Lawrence Maxwell Krauss (born May 27, 1954) is foundation professor in the School of Earth and Space Exploration, a professor in the physics department and director of the Origins Initiative at Arizona State University. He is the author of several bestselling books, including The Physics of Star Trek. Lawrence is also an outspoken defender of reason and rational thinking and has had various discussions with fellow scientist Richard Dawkins.
Krauss was born in New York City and shortly afterward moved to Toronto, spending his childhood in Canada. He married Katherine Kelley in 1980, and they have one daughter, Lilli.

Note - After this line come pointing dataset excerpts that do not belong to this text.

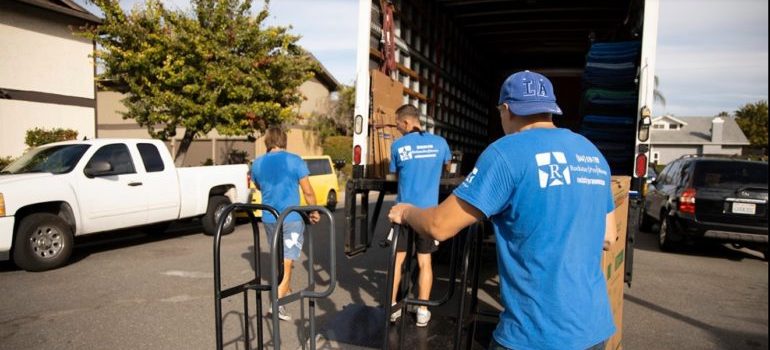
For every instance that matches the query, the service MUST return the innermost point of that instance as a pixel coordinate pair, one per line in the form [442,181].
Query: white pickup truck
[61,190]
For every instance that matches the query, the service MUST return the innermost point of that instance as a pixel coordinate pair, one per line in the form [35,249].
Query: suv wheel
[667,236]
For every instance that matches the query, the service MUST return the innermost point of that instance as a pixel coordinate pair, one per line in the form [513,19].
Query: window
[150,157]
[318,166]
[117,155]
[716,173]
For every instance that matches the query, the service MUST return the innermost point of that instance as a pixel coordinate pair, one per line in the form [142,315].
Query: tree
[216,68]
[339,120]
[752,118]
[39,136]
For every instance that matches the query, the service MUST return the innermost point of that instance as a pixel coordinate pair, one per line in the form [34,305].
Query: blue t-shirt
[278,173]
[547,193]
[418,158]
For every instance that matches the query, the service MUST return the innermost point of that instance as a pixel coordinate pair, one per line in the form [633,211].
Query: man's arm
[441,222]
[610,231]
[309,194]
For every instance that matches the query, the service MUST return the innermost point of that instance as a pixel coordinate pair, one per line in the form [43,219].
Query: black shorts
[425,245]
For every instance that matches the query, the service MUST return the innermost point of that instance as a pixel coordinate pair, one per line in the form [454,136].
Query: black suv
[708,197]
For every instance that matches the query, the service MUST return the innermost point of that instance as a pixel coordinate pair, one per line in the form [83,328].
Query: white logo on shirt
[405,153]
[293,240]
[552,173]
[469,178]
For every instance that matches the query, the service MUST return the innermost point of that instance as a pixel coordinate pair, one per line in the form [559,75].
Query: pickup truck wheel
[666,236]
[331,201]
[43,242]
[214,211]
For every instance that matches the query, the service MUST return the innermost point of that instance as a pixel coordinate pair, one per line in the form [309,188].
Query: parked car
[323,179]
[697,197]
[651,174]
[61,190]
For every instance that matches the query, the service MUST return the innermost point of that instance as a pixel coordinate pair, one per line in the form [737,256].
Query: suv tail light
[357,155]
[687,201]
[641,165]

He received undergraduate degrees in mathematics and physics from Carleton University, and his Ph.D. from the Massachusetts Institute of Technology in 1982. He became an assistant professor at Yale University in 1985 and associate professor in 1988. He was named the Ambrose Swasey Professor of Physics, professor of astronomy, and was chairman of the physics department at Case Western Reserve University from 1993 to 2005. In 2006, Krauss led the initiative for the no confidence vote against Case Western Reserve University's President Edward Hundert and Provost Anderson, which was approved on March 2, 2006 by the College of Arts and Sciences (Hundert: 131 for / 44 against; Anderson: 97 for / 68 against).
In August 2008 he joined the faculty at Arizona State University as Foundation Professor in the School of Earth and Space Exploration and the Department of Physics, and Director of the University's Origins Initiative. In 2009 he helped inaugurate this initiative with the Origins Symposium in which 80 of the world's leading scientists participated, and 3000 people attended.

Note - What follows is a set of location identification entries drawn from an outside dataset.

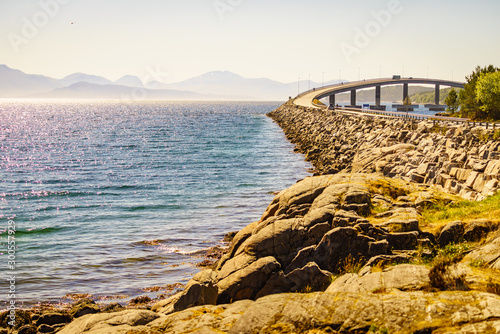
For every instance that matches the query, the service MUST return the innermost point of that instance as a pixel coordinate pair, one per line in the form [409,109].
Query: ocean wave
[36,230]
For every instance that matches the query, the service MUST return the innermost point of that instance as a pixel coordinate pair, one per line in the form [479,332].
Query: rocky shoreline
[342,251]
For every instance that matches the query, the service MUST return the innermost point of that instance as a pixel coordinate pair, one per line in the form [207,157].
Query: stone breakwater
[460,159]
[334,253]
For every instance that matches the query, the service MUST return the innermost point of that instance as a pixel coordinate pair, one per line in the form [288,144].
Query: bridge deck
[306,98]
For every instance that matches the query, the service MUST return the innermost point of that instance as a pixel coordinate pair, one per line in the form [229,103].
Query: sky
[173,40]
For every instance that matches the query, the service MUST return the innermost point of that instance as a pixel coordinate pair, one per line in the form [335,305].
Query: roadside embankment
[462,160]
[345,251]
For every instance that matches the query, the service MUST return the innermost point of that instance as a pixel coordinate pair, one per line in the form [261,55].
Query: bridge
[306,98]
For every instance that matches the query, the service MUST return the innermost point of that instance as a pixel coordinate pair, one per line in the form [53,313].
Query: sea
[116,199]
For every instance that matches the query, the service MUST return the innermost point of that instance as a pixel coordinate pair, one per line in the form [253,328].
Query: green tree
[488,94]
[452,101]
[469,105]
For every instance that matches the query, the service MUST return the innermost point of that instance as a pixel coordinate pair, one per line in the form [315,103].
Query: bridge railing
[418,117]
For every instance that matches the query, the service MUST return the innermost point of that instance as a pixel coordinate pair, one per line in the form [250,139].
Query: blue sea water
[112,198]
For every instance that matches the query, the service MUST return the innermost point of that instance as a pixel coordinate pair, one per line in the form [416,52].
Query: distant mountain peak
[221,75]
[130,81]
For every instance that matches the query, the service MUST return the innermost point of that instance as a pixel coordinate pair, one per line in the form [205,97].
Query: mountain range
[218,85]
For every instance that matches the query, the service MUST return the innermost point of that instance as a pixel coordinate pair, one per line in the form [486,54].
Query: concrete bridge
[306,98]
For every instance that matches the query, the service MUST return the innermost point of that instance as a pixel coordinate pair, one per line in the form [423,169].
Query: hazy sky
[282,40]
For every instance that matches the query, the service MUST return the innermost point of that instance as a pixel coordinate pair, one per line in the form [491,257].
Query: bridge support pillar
[332,100]
[436,95]
[377,96]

He also regularly appears in national media for public outreach in science and has written many editorials for The New York Times. His active opposition to intelligent design gained national prominence as a result of his 2004 appearance before the state school board of Ohio. He currently serves on the advisory boards of the Campaign to Defend the Constitution, an organization dedicated to opposing the religious right, and Scientists and Engineers for America, an organization focused on promoting sound science in American government.

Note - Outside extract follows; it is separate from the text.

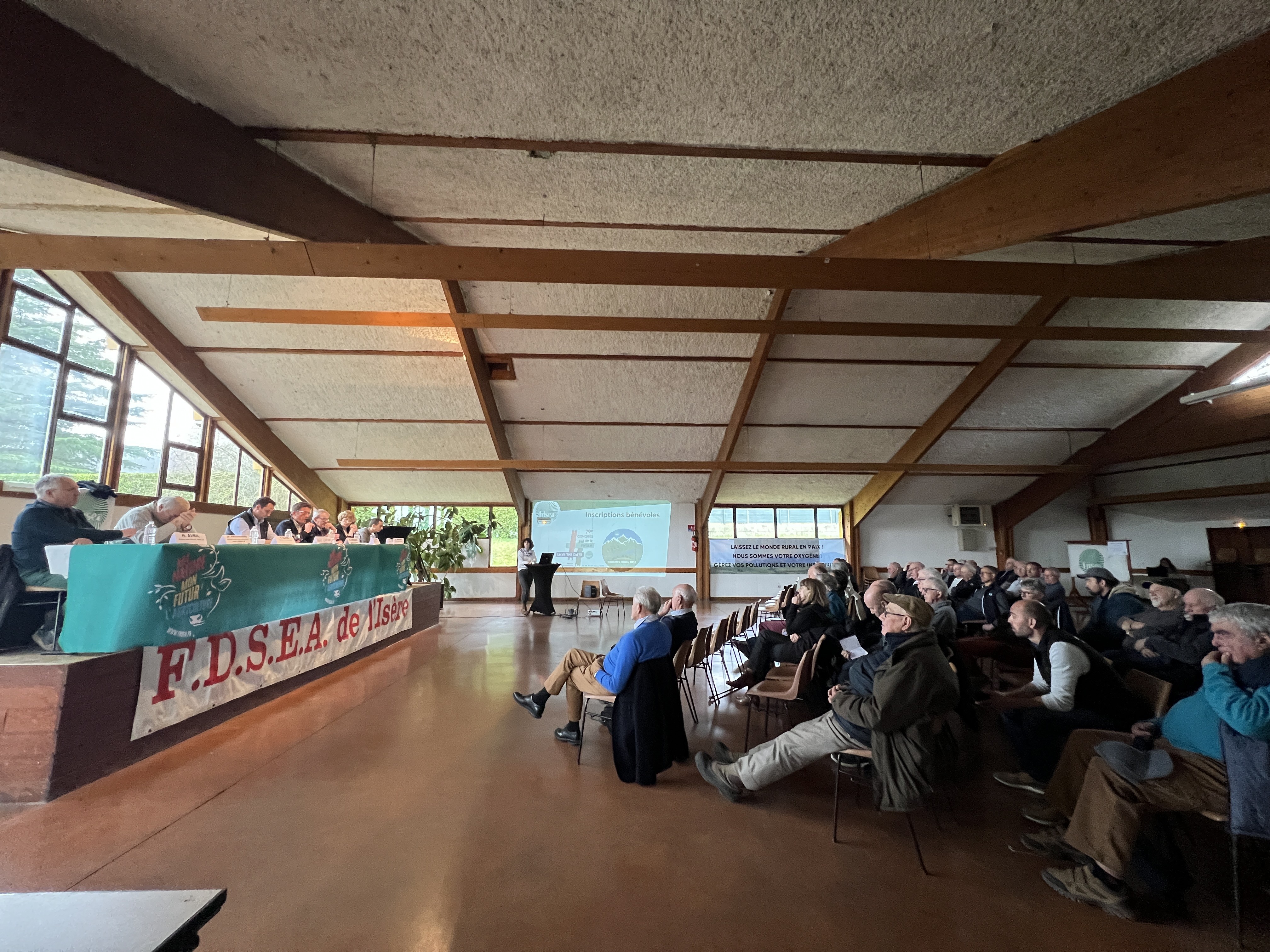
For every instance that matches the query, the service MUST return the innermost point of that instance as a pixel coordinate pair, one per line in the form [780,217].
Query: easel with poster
[1113,555]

He attended and was a speaker at the Beyond Belief symposium in November 2006 and again in October 2008. He also served on Barack Obama's 2008 Presidential campaign science policy committee. In 2008 he was named co-president of the Board of Sponsors of the Bulletin of the Atomic Scientists. In 2010 he was elected to the Board of Directors of the Federation of American Scientists.
Krauss is one of the few living scientists that Scientific American has referred to as a 'public intellectual', and is the only physicist ever to have been awarded the highest awards of all three major US Physics Societies: the American Physical Society, the American Association of Physics Teachers, and the American Institute of Physics. Krauss is also a critic of string theory, which he takes on in his 2005 book, Hiding in the Mirror. His newest book, due for release in 2011, is entitled Quantum Man: Richard Feynman's Life in Science.